Christmas need not be wasteful. Here are some easy ways to minimise the impact your Christmas has on the planet this year.
1. Don’t buy multiple advent calendars
Eating a tiny chocolate at 8am every day is one of December’s many joys. But this year why not start your own family tradition and make a beautiful advent calendar to bring out every year instead? You can still fill it with chocolate, hand-made gifts and other treats! Alternatively you could buy reusable calendars that you can use again and again, to minimise your plastic waste and save money in the long run.
2. Don’t wrap everything in non-recyclable paper
This year is the year of recyclable wrapping! There are lots of great alternatives to traditional wrapping paper: you could try using magazine pages, recycled brown paper or newspaper sheets printed with festive designs. Another great option is pretty second hand fabric from charity shops or haberdasheries. It’s best to avoid wrapping paper decorated with foil or glitter, and unrecyclable ribbons and bows.

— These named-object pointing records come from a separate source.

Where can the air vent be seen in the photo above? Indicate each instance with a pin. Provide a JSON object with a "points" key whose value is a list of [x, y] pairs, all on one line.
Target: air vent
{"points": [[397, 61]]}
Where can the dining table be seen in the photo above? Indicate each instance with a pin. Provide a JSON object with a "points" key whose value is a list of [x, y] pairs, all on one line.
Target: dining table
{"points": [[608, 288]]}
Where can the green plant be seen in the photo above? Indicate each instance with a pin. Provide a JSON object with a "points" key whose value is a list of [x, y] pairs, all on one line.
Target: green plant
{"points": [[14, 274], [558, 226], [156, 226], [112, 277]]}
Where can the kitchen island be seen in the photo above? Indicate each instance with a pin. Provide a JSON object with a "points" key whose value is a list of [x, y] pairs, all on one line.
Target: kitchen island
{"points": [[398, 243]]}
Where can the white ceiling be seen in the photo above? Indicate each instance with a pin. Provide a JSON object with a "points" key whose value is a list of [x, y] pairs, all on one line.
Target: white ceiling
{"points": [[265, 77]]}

3. Don’t ‘Deck the Halls’ with new decorations
Christmas decorations don’t have to consist of metres of tinsel, paper snowmen and singing santas. This year, you could challenge yourself to make your own decorations out of recycled items, look in a charity shop or on eBay for unique festive pieces, or invest in classic reusable decorations you can bring out year after year. Alternatively, you could make the most of the decorations you’ve already got. You’ll save time and money by giving new life to what you’ve used in previous years.
Dried flower petals can also make a beautiful scented alternative to glitter or confetti on your Christmas table.
4. Avoid filling the trolley with excessive Christmas food
Most of us are guilty of the same mistakes when doing the big christmas food shop. We buy too much food out of fear that somebody might fancy something we don’t have, without fully considering how much waste there will be and the impact this will have on the planet. This year, why not make a carefully considered list before you hit the shops to minimise throwing all that excess food away? Waste not, want not!
5. Refrain from panic-buying presents at the last minute
It’s time we started applying some Marie Kondo principles to our Christmas gift shopping as well as our sock drawers! The decluttering expert advises taking time to think about what ‘sparks joy’ in the person you are buying a gift for, then buying (or making, or re-gifting) accordingly. This way you are more likely to give a gift that will be treasured rather than wasted.
There are lots of minimal-waste alternatives to popular gifts. For example: if your auntie loves flowers, why not get her a small tree for the garden? If your mum is something of a gin connoisseur, why not treat her to a gin experience or a gin-themed afternoon tea?
If you have small children it can be tempting to pack their stockings with bits and pieces, but we’d bet that a toddler will get just as much joy from a simple handmade sock toy or a second-hand picture book than from something plastic.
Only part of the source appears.